Заметив мой взгляд, он смутился и убрал руку, однако через несколько минут она снова оказалась в своем гнездышке, будто жила собственной жизнью. Мы оба почувствовали себя неловко, и Яаков сказал:
— Послушай, Зейде, так мне удобней лежать, ты уж не обижайся. И я, и он уже такие старые и дряблые — вот мы поддерживаем и утешаем друг друга. Сколько у человека друзей в моем возрасте?
Мы оба рассмеялись.
— Погляди на нее, — сказал Яаков, подремав несколько минут и проснувшись оттого, что я поднялся со стула. — Бывает, взгляну на эту фотографию и не могу вспомнить, кто это такая, ни запаха ее волос на подушке, ни прикосновения ее кожи к моей. Он исполнял любую ее прихоть, этот англичанин Грин. Увез ее, потом вернулся, купил этот дом и тут же умер, потому что ей захотелось побыть одной… В Англии он был важной шишкой, чуть ли не лордом, но в этой истории он сыграл очень небольшую роль. Сыграл и сошел со сцены, не жалуясь. В каждой пьесе актер играет лишь одну роль, маленькую или большую, но на протяжении жизни каждый из нас участвует во многих пьесах. Если поставить спектакль по жизни Папиша-Деревенского или Рабиновича — там мне отведено совсем немного места, зато в пьесе о твоей матери мне уготована роль чуть побольше. Однако никогда, Зейде, никогда не позволяй кому-то другому играть главную роль в твоей жизни, как это сделал я.
— Как он мог жить с ней после того, что позволил ей уйти? — удивлялся я. — Никак не могу понять.
— Не слышу, — проорал Одед сквозь рев мотора. — Что ты сказал, Зейде?
Я повторил свой вопрос, на этот раз — крича во весь голос, и он рассмеялся.
— Ты рассуждаешь, как ребенок. Ничего странного в этом нет. Что ему осталось после того, как канарейки улетели, а твоя мама не захотела его?

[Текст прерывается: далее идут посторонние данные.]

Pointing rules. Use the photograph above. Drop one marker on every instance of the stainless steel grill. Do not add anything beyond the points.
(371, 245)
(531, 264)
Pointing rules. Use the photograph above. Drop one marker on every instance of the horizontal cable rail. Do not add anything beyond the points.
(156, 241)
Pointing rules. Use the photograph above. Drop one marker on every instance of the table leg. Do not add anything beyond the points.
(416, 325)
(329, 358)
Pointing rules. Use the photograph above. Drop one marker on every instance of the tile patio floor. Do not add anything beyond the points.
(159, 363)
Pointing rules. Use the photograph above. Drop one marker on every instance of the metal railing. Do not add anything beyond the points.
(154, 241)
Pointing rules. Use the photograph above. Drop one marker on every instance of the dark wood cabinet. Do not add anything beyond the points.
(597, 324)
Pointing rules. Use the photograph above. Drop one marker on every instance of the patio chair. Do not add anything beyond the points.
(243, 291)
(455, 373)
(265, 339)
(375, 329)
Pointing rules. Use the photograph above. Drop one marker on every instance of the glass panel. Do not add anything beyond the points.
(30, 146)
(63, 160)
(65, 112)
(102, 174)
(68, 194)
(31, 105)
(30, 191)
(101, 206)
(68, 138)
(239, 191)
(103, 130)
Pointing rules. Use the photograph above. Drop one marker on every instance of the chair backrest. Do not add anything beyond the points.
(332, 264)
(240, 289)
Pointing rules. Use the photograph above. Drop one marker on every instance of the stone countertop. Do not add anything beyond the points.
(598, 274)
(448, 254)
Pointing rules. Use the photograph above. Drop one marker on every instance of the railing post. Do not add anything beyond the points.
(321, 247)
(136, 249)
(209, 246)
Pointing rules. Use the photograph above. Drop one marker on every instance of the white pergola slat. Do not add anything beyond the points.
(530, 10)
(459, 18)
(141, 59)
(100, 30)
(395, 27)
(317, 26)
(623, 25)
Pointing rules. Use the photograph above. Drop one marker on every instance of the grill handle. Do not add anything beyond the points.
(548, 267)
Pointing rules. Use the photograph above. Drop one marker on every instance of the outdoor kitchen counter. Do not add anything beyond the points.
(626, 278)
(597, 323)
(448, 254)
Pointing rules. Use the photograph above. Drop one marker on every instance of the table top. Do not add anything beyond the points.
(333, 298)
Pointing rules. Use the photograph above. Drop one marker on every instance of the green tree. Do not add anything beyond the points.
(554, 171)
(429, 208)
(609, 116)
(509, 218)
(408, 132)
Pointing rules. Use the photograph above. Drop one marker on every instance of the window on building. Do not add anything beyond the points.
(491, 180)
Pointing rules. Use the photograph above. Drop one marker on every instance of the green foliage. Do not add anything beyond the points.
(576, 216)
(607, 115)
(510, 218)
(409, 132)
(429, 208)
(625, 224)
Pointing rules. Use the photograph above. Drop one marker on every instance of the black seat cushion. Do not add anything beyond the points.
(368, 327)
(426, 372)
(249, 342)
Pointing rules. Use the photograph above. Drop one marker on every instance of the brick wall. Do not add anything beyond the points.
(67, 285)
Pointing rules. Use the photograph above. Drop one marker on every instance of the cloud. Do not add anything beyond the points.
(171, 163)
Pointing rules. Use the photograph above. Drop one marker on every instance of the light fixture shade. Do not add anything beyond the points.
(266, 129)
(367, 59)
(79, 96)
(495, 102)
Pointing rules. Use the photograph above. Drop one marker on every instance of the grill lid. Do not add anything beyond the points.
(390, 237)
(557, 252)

А в Тив'оне его ожидал красивый дом, хорошее питание и костюмы покойного в шкафу. Добавь к этому уборщицу и таксиста, который возит его, когда ему захочется посидеть на автобусной остановке, и ждет, пока ему надоест сидеть и долбить свое: «Заходите, заходите!» На кухне у него висит фотография жены, а у постели — красивый портрет твоей мамы. Чего ему не хватает?
— И Ривка согласилась на это? — недоумевал я. — Зная, что он любит другую женщину?

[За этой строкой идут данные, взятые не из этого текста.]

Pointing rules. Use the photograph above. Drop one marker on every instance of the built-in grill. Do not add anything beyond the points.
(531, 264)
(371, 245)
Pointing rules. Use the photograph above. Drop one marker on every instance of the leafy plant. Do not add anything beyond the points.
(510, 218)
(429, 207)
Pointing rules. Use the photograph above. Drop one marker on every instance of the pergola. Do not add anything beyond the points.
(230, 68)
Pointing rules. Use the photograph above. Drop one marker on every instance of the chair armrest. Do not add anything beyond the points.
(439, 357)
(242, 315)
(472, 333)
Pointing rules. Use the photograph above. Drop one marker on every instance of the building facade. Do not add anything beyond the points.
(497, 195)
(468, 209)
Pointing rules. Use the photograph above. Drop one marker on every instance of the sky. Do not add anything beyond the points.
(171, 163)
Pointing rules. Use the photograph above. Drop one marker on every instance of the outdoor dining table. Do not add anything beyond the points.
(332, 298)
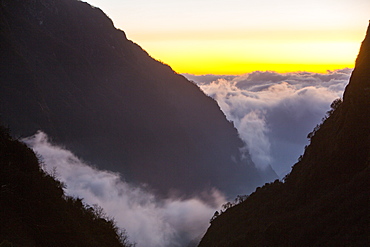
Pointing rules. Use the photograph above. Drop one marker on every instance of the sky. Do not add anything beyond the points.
(241, 36)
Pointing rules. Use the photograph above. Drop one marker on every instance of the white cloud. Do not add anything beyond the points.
(149, 221)
(274, 112)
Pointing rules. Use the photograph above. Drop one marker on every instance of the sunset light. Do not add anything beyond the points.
(236, 37)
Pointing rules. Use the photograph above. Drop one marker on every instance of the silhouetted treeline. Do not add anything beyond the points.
(34, 211)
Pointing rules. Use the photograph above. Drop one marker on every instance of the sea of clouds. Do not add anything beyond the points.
(148, 220)
(273, 112)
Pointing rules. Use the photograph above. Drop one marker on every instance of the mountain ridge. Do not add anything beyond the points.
(324, 201)
(69, 72)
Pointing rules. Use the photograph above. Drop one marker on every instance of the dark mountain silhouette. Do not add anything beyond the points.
(324, 201)
(35, 212)
(66, 70)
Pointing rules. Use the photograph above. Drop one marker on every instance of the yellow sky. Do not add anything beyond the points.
(236, 37)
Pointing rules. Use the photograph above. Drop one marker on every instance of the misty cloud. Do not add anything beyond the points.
(149, 221)
(274, 112)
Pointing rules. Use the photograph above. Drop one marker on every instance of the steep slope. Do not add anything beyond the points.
(325, 200)
(67, 71)
(35, 212)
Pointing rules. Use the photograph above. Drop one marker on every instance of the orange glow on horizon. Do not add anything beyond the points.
(240, 57)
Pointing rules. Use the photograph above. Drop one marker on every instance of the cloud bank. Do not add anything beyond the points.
(274, 112)
(149, 221)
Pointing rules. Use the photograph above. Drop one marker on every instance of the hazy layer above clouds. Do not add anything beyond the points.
(149, 221)
(274, 112)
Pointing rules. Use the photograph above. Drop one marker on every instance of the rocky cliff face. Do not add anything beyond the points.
(325, 199)
(66, 70)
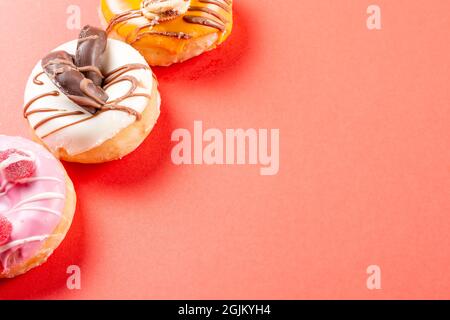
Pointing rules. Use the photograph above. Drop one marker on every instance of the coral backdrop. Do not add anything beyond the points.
(364, 160)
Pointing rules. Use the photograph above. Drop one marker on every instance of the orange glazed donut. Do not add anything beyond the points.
(168, 31)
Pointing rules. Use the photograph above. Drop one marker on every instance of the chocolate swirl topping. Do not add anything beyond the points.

— Любит другую, ну и что? — кричал Одед. — Пускай любит, кого хочет. Важно — не кого он любит, а с кем он живет.
Он заглушил мотор, издавший при этом измученный стон.

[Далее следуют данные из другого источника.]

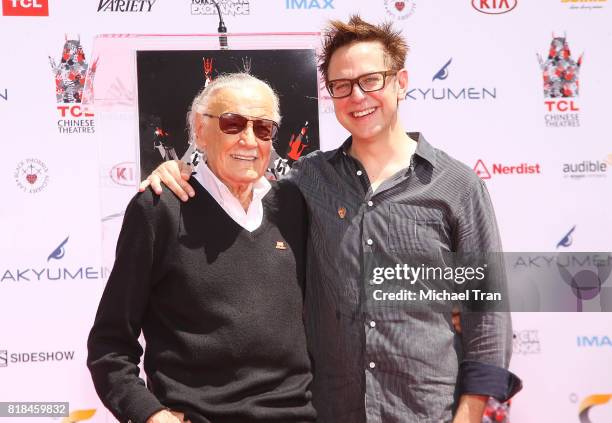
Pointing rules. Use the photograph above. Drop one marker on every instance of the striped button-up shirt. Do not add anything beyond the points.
(377, 366)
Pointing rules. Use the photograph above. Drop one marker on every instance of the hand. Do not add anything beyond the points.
(165, 416)
(173, 173)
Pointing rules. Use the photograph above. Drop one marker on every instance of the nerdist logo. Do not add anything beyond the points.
(442, 91)
(586, 169)
(35, 357)
(228, 7)
(25, 7)
(486, 172)
(73, 82)
(309, 4)
(401, 9)
(560, 78)
(128, 6)
(494, 7)
(50, 272)
(526, 342)
(31, 175)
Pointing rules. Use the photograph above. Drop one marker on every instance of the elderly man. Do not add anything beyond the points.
(215, 284)
(387, 192)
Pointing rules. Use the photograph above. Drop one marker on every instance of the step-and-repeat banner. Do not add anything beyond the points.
(516, 89)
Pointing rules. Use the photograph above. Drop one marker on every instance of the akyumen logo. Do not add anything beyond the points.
(60, 273)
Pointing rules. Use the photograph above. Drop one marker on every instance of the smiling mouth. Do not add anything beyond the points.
(363, 113)
(243, 157)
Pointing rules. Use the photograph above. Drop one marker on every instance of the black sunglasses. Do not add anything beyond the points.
(233, 123)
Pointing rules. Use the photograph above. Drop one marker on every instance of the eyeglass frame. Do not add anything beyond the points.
(248, 119)
(354, 81)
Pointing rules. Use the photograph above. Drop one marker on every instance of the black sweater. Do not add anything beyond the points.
(220, 309)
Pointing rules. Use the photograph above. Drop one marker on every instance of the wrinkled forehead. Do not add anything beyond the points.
(249, 100)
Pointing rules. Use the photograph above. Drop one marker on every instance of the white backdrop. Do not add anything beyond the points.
(488, 104)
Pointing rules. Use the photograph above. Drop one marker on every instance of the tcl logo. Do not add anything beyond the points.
(124, 174)
(494, 7)
(25, 7)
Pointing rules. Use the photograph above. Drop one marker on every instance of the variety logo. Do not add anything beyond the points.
(588, 403)
(56, 273)
(79, 415)
(25, 7)
(124, 174)
(494, 7)
(228, 7)
(500, 169)
(567, 239)
(526, 342)
(585, 4)
(7, 358)
(586, 169)
(400, 9)
(31, 176)
(126, 5)
(309, 4)
(596, 341)
(560, 76)
(73, 81)
(455, 93)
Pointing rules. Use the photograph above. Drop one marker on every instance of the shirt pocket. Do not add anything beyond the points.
(416, 229)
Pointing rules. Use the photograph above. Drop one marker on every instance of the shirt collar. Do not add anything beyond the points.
(424, 149)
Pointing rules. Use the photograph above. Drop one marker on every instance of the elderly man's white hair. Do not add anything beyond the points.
(230, 80)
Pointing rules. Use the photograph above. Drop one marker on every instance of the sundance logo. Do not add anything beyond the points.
(500, 169)
(494, 7)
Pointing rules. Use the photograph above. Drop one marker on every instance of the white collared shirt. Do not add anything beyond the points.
(250, 219)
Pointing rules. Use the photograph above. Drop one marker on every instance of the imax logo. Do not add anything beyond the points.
(309, 4)
(594, 341)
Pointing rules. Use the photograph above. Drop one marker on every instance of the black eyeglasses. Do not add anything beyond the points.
(233, 123)
(374, 81)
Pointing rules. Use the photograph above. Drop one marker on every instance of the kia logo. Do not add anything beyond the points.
(494, 7)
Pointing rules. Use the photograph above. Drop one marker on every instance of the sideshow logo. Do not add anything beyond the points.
(567, 239)
(31, 176)
(494, 7)
(594, 341)
(560, 77)
(455, 93)
(54, 274)
(585, 4)
(500, 169)
(228, 7)
(124, 174)
(309, 4)
(25, 7)
(402, 9)
(73, 82)
(526, 342)
(586, 169)
(126, 5)
(27, 358)
(588, 403)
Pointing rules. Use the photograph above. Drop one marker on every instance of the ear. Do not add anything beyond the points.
(402, 81)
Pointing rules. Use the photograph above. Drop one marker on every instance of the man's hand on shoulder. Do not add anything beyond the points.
(166, 416)
(173, 173)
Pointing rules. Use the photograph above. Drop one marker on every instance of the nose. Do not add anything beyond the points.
(247, 136)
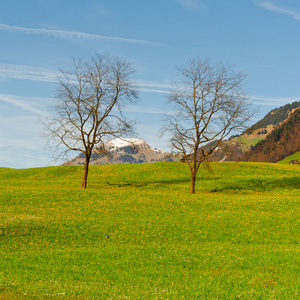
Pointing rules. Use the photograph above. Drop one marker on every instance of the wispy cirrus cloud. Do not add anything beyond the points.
(71, 34)
(192, 4)
(34, 105)
(42, 74)
(27, 73)
(270, 6)
(264, 100)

— Когда предчувствуешь конец, смотришь на все иначе, — прорезал внезапно возникшую тишину громкий голос Одеда.
Однако Яаков не предчувствовал конца, не посмотрел ни на что иначе, и любовь не покинула ни его души, ни тела.
— Теперь им наконец-то хорошо вместе, — гонорил он мне, поглаживая рукой у себя в штанах. — Теперь тело и душа прекрасно познакомились друг с другом. Я знаю, где у него болит, а оно знает, что меня мучает.
Глава 14
Ни свет ни заря Яаков поднимался и немедленно направлялся в птичник; менял воду в поилках, чистил клетки, составлял питательные смеси из фруктов, зелени, семян кунжута и свеклы, яичных желтков и скорлупы. Беспокойным он давал маковые зернышки, невеселых потчевал семенами гашиша, а охрипших — медом.
— По правде, Зейде, — сказал он мне как-то, — я не так уж и восхищался их пением. На воле, в лесу, есть птицы, которые поют куда красивей.